Believe me, I’ve been there … a few times actually.
Getting a monster size bill for a procedure that was ‘supposed to be’ covered can be stressful enough to send you back to the emergency room.
But don’t worry you can get through this. There are a couple of things you can do to get this sorted out and back on your way.
But first things first … don’t panic.
Just because you’ve received a bill demanding immediate payment it doesn’t mean that you have to back out your wallet right away. You’ve got to make sure this is actually your bill, for services you consumed and that your insurance has paid their cut. So here’s where you start.
Get a notebook and pen, then pick up the phone and start talking
1. Confirm that you received a bill and not an ‘Explanation of Benefits’.
I know this sounds easy and stupid, but a lot of times when we receive the explanation of benefits from our insurance company, see the large numbers and mistake it for a bill we are expected to pay.
As an insurance refresher – the Explanation of Benefits provides details about a medical insurance claim that has been processed and explains what portion was paid to the health care provider by your insurance and what portion of the payment, if any, is the patient’s responsibility.
So give a quick call to the health provider’s billing department and confirm if that’s a bill you are expected to pay.
2. Ensure the provider has your accurate insurance information.
If you’ve changed insurance lately it’s possible that your doctor may have submitted your bill to the wrong insurance company – resulting in rejection and you
It takes a few minutes to call your health care provider and confirm they have the most accurate information.
3. Check for any errors.
You’d be surprised how often this happens, but medical bills can be littered with errors costing you money.

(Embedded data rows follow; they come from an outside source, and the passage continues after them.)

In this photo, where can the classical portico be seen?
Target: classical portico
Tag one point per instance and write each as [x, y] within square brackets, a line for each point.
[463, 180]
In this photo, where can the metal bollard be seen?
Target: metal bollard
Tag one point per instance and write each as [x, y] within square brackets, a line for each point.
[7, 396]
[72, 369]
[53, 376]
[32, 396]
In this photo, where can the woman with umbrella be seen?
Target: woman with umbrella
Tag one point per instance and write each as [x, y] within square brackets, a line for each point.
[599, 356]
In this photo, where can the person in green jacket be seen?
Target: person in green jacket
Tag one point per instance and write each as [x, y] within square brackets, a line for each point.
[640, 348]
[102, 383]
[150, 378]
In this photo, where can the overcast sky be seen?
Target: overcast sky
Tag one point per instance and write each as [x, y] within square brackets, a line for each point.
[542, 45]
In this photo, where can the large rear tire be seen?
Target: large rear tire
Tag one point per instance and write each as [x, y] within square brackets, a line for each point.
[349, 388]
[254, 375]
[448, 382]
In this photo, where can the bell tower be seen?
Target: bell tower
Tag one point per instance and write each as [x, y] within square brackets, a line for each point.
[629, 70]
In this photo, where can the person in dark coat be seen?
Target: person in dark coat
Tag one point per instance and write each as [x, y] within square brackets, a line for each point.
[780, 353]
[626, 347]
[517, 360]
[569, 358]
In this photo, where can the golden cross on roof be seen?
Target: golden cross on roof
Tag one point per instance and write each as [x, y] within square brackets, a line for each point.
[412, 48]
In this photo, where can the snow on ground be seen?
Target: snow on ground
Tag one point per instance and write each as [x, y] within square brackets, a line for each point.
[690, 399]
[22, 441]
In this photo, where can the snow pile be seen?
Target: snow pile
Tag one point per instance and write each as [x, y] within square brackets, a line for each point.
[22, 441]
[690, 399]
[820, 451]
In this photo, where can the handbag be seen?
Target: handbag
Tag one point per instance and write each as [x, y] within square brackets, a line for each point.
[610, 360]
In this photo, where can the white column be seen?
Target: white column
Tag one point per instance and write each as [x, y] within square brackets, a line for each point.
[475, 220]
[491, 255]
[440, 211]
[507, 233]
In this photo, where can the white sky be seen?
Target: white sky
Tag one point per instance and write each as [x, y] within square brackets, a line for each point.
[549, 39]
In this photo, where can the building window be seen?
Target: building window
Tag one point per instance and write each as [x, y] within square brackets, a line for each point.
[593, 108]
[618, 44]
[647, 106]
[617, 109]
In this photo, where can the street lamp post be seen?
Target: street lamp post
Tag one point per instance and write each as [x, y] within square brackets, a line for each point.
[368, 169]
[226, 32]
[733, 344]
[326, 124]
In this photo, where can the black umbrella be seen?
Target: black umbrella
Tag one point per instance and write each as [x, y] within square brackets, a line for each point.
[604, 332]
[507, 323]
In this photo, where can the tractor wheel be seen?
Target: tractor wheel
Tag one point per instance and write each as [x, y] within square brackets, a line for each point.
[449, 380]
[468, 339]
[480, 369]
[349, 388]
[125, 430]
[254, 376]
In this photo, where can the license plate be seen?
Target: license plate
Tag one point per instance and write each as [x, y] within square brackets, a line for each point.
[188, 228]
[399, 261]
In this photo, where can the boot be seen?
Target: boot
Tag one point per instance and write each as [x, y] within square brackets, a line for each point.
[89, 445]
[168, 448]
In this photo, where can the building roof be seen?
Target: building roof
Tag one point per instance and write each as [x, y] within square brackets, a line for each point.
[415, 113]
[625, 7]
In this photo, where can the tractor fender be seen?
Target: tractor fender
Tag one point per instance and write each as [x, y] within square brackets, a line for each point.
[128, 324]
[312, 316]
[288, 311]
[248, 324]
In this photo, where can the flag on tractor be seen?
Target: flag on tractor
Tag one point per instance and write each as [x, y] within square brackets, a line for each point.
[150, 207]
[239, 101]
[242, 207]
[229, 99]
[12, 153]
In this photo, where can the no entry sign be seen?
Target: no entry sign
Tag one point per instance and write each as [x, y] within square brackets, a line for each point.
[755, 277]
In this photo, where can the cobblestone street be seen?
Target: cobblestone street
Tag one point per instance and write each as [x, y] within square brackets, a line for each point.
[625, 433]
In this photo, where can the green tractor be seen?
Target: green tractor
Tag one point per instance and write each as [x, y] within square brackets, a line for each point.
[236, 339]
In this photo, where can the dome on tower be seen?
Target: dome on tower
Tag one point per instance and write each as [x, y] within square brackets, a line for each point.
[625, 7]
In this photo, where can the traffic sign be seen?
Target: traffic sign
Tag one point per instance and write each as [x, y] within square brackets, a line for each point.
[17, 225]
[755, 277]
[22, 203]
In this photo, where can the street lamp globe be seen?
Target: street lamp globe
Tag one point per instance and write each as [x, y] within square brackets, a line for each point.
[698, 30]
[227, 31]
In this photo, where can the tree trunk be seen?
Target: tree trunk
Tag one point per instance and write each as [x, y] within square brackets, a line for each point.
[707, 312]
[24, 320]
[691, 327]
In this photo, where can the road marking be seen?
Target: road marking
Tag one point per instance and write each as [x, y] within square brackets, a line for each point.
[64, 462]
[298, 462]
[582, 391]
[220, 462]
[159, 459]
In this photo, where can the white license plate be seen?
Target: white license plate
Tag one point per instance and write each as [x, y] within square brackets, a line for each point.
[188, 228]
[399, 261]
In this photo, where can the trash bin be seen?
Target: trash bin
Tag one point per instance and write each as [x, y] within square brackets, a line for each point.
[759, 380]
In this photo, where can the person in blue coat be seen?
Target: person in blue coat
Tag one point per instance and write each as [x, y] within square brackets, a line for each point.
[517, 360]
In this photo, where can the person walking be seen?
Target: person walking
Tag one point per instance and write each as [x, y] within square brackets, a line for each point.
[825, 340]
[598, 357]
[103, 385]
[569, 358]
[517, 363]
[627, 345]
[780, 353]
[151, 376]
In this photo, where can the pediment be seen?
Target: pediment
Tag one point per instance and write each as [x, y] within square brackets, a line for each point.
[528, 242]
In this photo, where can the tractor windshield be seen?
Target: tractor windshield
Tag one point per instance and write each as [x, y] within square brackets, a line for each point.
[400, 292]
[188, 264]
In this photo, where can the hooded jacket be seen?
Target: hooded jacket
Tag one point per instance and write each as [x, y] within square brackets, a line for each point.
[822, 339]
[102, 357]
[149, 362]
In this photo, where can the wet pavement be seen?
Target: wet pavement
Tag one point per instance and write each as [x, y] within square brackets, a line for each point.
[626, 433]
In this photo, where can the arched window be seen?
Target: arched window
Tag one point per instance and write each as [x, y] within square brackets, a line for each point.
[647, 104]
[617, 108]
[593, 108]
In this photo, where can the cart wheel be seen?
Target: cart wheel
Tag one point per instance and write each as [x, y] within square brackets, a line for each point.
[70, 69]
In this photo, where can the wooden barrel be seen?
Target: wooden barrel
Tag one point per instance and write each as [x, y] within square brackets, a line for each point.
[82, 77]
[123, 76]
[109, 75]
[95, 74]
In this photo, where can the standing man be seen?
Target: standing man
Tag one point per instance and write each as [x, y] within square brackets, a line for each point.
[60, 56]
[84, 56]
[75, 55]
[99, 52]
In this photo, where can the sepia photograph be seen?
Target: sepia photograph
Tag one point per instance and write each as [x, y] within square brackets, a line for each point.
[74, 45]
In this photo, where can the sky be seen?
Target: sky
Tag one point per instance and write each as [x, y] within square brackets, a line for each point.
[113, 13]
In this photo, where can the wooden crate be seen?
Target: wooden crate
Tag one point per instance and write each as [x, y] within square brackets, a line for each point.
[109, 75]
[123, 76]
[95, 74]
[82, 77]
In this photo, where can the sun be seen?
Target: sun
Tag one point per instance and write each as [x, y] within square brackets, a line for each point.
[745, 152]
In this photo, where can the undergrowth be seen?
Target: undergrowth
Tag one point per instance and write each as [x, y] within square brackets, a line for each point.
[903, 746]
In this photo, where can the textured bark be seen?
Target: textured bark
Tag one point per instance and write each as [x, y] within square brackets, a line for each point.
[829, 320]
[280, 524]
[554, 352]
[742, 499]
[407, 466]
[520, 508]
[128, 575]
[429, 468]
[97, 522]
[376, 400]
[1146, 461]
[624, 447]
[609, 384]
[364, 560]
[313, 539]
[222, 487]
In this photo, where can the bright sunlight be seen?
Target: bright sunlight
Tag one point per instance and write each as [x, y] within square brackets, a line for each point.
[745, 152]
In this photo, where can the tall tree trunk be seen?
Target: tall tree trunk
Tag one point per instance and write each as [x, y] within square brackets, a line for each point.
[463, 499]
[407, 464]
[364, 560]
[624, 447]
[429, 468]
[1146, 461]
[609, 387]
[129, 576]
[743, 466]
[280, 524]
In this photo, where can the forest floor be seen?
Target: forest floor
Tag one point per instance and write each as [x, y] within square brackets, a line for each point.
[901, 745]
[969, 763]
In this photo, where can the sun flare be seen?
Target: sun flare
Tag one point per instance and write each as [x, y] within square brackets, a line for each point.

Procedures you didn’t have, incorrect coding of tests, or billing providers as out of network instead of in-network to name a few. So call the health care provider and ask for a detailed itemized bill showing all the charges for every service. ‘
Check your bill for any errors you can readily identify. If you don’t see any errors or things just don’t make sense, then it’s time to give your HR rep a call.
4. Talk to your HR rep about your Health Advocate.
If you have insurance through your employer then talk to your HR department to find out who’s your health advocate. They might also be called a claims advocate, employer insurance rep, or employer insurance broker.
They work with the insurance provider and the health provider to get more details regarding coverage and will hunt down why the claim is rejected and get it resolved.
Make sure to take very good notes of everything you discuss.
You want to jot down:
- Who you spoke to (including their employee id (or identifying information))
- The date, and time of the conversation
- What they told you
- Any follow-up details you were told to provide them with and when to expect to hear a response.
- It’s also helpful to ask that they make a note on your account of the conversation.
I know this is probably the last thing you want to be doing, but don’t let overwhelm discourage you. At least talk to them so they know you aren’t ignoring them.
Start the conversation as soon as you receive the bill.
Although most healthcare providers wait a couple of months before taking action, the longer you wait is the increased risk of your health care provider assuming you won’t pay the bill and send you to collections.
Following up and keeping track of the progress is key.
When we had to contact our claims advocate for the birth of my second child, it was well past his first birthday before things finally cleared up and we still had an amount to pay.
And that brings us to this important point.
Sometimes a covered procedure still costs you big money.
- You hadn’t met your deductible for the year before your procedure or hadn’t reached your max out of pocket.
- Your doctor was in-network, but the hospital she used for your surgery wasn’t so you got charged high out of network fees.
- Your procedure required an anesthesiologist and they weren’t in the network, again, so you got charged higher fees.
- Your doctor performed ‘routine’ additional tests with your procedure but your insurance won’t cover it
- You weren’t sick enough so your procedure wasn’t covered (for example, ambulance rides where if you ‘could have’ driven yourself or wait for a ride, then it wasn’t required and not covered).
Here’s what you can do if you have to pay
All these instances could result in you having to pay a hefty bill for a covered procedure. Now if you’ve gone through the steps and find that the charges were legit, then you still don’t have to despair. There are ways you can lower your medical bill expenses without signing over your kidney.
I detail these tips for lowering your medical bill in a related article.
However, prevention is better than medicine when it comes to resolving bills.
Avoid disputes altogether
So the best thing you can do is to avoid the dispute altogether.
Even if you get things all sorted out, you would have still lost time in emails and phone calls, not to mention the hassle of it all. You can avoid medical disputes by getting a pre-approval before having any medical procedures completed.
You can ask the health provider to do this but it’s also helpful for you to call your insurance company yourself and check for your coverage, that way you have no surprises. Believe me, a quick phone call can save you a mountain of headache and dollars.
And make sure when you talk to them that they quote you an estimate based on being an ‘insured patient’ and using your insurance. Non-insured payments get quoted ‘non-insured’ prices which can be different from the contracted price for an insured patient. That’s all fancy talk to say if you have insurance then they charge you one price (depending on your provider), and if you don’t they charge you another price.
It sucks I know. It’s a ripoff… I know. But it’s the system we live in until things get better.